I know it was in a bad state and was of an old russian reactor type called RBMK.
Yes, but do you know what that MEANS?
The damned thing had a
positive thermal coefficient, AND it had a
graphite core. That was a recipe for disaster. Let me explain:
Nuclear fission produces very fast neutrons. These high energy neutrons are very penetrating, which among other things means that they don't get captured by surrounding uranium atoms very easily, and so don't produce a chain reaction with much efficiency. In order to get a nuclear reactor to run, you need to slow down the neutrons, and you do that by using what's termed a moderator. Water (light or heavy) is the common moderator in modern reactors. Chernobyl used graphite, but it also had water flowing through it for cooling. The particulars of this design made it over-moderated: that is, neutrons were slowed down more than they needed to be for optimal efficiency. This meant the reactor had a
positive thermal coefficient: as it heated up, the water around it expands, decreasing in density. This lowers the amount of moderating, and since it was over-moderated to begin with, it becomes more efficient. That's a positive feedback mechanism, and it makes runaway reactions easier. Most US reactors, by contrast, have negative thermal coefficients: as they get hotter, they get LESS efficient, and so runaway reactions are less likely.

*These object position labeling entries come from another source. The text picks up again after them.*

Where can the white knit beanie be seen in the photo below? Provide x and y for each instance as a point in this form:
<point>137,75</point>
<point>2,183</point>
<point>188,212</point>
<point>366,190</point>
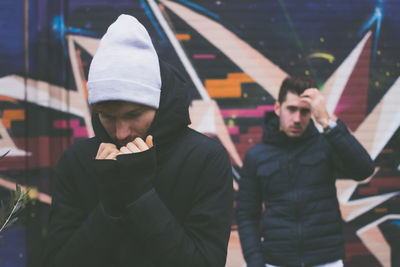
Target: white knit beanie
<point>125,66</point>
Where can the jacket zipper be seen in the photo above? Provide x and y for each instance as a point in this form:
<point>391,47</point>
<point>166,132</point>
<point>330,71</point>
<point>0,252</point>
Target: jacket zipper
<point>299,230</point>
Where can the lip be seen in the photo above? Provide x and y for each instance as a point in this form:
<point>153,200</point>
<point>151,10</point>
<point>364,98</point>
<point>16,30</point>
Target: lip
<point>295,129</point>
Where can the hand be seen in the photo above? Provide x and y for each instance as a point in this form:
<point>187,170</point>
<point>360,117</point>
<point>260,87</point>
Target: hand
<point>107,151</point>
<point>314,98</point>
<point>137,145</point>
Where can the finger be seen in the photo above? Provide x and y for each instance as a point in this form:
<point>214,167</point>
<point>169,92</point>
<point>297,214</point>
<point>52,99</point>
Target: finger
<point>149,141</point>
<point>108,150</point>
<point>104,146</point>
<point>112,155</point>
<point>140,144</point>
<point>125,150</point>
<point>132,147</point>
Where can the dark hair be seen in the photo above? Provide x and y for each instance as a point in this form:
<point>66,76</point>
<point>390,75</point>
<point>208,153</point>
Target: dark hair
<point>296,85</point>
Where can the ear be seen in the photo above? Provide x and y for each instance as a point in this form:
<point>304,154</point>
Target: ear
<point>277,108</point>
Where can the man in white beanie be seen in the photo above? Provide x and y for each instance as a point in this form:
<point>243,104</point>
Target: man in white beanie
<point>146,190</point>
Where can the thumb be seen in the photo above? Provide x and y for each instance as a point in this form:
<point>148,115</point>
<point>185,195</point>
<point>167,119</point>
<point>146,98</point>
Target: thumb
<point>149,141</point>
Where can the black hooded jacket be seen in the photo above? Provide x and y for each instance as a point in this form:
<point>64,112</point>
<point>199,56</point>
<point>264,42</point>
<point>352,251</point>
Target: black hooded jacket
<point>182,219</point>
<point>295,180</point>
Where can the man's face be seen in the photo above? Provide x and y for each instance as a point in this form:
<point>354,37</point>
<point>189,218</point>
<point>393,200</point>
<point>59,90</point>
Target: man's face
<point>294,115</point>
<point>124,121</point>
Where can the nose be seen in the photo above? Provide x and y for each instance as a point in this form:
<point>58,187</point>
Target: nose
<point>297,116</point>
<point>122,129</point>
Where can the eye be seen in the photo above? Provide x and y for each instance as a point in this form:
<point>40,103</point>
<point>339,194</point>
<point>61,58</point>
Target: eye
<point>305,112</point>
<point>106,116</point>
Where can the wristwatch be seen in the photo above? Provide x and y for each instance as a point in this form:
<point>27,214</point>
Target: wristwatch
<point>331,124</point>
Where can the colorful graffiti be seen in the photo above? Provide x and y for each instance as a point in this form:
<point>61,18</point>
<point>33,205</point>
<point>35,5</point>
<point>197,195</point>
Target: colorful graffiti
<point>236,54</point>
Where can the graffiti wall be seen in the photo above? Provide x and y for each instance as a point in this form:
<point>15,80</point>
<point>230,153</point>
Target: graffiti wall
<point>236,54</point>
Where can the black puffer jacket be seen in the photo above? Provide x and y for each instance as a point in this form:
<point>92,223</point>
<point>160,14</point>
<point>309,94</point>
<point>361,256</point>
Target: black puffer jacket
<point>183,220</point>
<point>295,180</point>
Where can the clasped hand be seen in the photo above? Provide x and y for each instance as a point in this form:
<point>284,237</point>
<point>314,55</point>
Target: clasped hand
<point>110,151</point>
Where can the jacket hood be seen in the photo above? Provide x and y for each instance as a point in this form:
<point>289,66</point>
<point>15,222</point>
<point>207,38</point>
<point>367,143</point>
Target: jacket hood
<point>171,117</point>
<point>272,135</point>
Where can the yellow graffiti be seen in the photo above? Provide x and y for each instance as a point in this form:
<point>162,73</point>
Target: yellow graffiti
<point>326,56</point>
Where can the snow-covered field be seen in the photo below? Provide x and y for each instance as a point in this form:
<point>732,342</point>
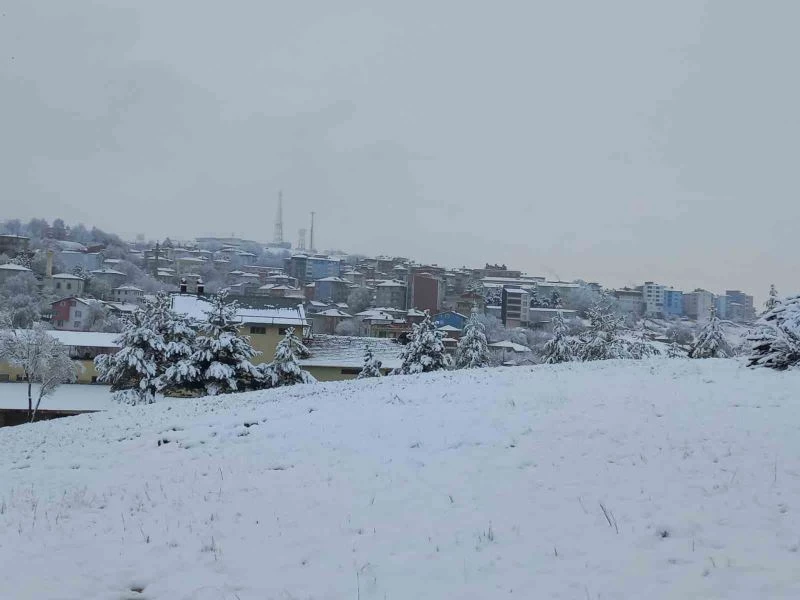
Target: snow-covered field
<point>659,479</point>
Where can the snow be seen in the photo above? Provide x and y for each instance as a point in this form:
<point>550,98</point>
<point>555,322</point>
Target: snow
<point>66,397</point>
<point>13,267</point>
<point>476,484</point>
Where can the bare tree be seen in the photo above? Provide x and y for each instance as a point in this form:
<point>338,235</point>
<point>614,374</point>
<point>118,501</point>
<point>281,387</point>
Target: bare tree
<point>42,358</point>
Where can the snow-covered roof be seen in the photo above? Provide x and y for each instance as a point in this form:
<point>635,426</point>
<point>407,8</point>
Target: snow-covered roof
<point>333,312</point>
<point>348,352</point>
<point>195,308</point>
<point>86,339</point>
<point>510,346</point>
<point>107,272</point>
<point>13,267</point>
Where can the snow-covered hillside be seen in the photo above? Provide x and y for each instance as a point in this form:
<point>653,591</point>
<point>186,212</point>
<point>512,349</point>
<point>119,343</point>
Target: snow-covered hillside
<point>659,479</point>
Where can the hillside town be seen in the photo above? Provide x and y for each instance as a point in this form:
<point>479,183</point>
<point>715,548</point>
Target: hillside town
<point>85,284</point>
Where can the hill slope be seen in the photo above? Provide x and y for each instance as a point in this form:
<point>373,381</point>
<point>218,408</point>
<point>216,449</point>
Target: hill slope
<point>663,479</point>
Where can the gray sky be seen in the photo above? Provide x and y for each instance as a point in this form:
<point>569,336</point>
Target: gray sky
<point>615,141</point>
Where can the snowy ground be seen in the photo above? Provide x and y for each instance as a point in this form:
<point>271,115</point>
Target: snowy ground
<point>65,397</point>
<point>662,479</point>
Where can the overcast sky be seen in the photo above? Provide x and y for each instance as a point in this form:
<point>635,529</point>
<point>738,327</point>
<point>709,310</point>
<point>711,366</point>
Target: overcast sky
<point>614,141</point>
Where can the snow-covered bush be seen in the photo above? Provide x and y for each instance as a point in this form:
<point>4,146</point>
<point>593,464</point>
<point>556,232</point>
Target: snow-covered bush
<point>776,342</point>
<point>425,351</point>
<point>154,340</point>
<point>473,349</point>
<point>711,342</point>
<point>559,348</point>
<point>601,341</point>
<point>44,361</point>
<point>220,360</point>
<point>372,366</point>
<point>284,369</point>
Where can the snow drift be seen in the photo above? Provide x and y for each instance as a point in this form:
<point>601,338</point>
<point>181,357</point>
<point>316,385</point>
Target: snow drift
<point>629,479</point>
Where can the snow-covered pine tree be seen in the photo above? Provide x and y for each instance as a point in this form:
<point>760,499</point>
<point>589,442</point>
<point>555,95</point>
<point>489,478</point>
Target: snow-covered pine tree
<point>473,348</point>
<point>220,360</point>
<point>772,300</point>
<point>641,347</point>
<point>558,349</point>
<point>284,369</point>
<point>776,343</point>
<point>602,341</point>
<point>372,366</point>
<point>425,351</point>
<point>711,342</point>
<point>152,340</point>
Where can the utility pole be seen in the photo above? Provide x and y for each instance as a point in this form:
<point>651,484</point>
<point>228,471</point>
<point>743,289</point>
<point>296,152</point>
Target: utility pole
<point>311,240</point>
<point>278,234</point>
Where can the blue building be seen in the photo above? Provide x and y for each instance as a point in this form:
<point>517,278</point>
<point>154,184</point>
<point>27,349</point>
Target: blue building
<point>451,318</point>
<point>673,303</point>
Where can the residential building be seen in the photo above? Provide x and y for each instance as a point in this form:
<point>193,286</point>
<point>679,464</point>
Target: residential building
<point>11,245</point>
<point>127,294</point>
<point>87,261</point>
<point>514,307</point>
<point>630,301</point>
<point>66,284</point>
<point>542,318</point>
<point>426,292</point>
<point>307,268</point>
<point>331,289</point>
<point>747,311</point>
<point>326,321</point>
<point>653,296</point>
<point>10,270</point>
<point>72,313</point>
<point>110,276</point>
<point>82,346</point>
<point>697,305</point>
<point>673,303</point>
<point>265,326</point>
<point>450,318</point>
<point>391,293</point>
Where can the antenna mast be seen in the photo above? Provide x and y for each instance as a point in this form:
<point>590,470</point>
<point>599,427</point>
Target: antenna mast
<point>278,234</point>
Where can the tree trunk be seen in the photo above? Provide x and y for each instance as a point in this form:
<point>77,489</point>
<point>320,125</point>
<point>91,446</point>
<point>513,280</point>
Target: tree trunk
<point>30,401</point>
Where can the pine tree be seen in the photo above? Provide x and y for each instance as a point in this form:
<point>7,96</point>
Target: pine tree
<point>372,366</point>
<point>220,361</point>
<point>772,300</point>
<point>284,369</point>
<point>641,347</point>
<point>558,349</point>
<point>151,342</point>
<point>602,341</point>
<point>776,343</point>
<point>675,351</point>
<point>711,342</point>
<point>473,348</point>
<point>425,351</point>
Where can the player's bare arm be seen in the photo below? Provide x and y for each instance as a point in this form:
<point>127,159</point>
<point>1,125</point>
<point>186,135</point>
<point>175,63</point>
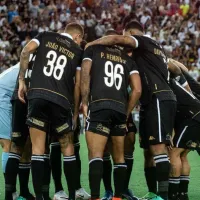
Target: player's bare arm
<point>77,93</point>
<point>24,58</point>
<point>175,67</point>
<point>24,61</point>
<point>178,64</point>
<point>136,91</point>
<point>115,40</point>
<point>85,83</point>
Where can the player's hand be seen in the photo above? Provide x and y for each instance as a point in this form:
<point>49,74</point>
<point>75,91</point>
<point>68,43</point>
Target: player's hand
<point>85,110</point>
<point>88,44</point>
<point>22,91</point>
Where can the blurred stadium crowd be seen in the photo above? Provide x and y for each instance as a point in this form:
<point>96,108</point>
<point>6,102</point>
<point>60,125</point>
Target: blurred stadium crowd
<point>175,23</point>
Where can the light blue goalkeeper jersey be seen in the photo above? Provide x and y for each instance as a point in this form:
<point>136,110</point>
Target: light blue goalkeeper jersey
<point>8,80</point>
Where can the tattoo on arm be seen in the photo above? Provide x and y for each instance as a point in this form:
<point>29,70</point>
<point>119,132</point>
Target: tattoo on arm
<point>85,80</point>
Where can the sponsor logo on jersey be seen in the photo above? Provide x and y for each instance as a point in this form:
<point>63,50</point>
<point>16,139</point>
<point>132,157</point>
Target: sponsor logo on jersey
<point>192,144</point>
<point>36,122</point>
<point>62,128</point>
<point>103,129</point>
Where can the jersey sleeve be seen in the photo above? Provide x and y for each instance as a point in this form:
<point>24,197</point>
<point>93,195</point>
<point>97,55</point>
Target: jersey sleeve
<point>88,53</point>
<point>133,68</point>
<point>182,80</point>
<point>37,38</point>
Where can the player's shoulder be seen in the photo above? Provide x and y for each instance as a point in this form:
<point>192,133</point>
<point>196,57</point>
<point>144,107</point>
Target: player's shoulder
<point>10,70</point>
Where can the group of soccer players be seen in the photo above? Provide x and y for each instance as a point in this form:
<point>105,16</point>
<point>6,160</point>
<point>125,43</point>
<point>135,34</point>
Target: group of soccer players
<point>55,76</point>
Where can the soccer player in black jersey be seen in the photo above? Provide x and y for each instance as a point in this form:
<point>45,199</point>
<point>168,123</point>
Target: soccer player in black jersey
<point>158,102</point>
<point>128,154</point>
<point>20,151</point>
<point>186,138</point>
<point>193,86</point>
<point>105,75</point>
<point>51,96</point>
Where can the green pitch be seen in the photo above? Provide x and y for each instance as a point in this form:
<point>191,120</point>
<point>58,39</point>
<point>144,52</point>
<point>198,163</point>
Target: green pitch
<point>137,180</point>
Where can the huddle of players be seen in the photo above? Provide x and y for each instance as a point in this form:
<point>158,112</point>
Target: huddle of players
<point>103,79</point>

But that's only the tip of the iceberg. When the reactor DID go supercritical (exacerbated by the positive thermal coefficient), it generated a huge amount of heat, very quickly, which blew the lid off the reactor and broke a hole in the floor. Now you had super-heated graphite suddenly exposed to air. What does super-heated graphite do when exposed to air? The same thing coal does: it burns, and it burns very hot. That fire is what helped spread much of the radioactive cloud, and that's also what you would NOT get any of in a non-graphite reactor design. It also meant that even with the loss of cooling water (which is what lead to the actual melting of the reactor fuel elements), the chain reaction didn't stop immediately, because graphite was still moderating the reaction.
So Chernobyl wasn't just an old design - it was almost the perfect design for maximizing the disaster. And you will find nothing even remotely similar in the west - hell, I don't think even the Russians would build something so dangerous now.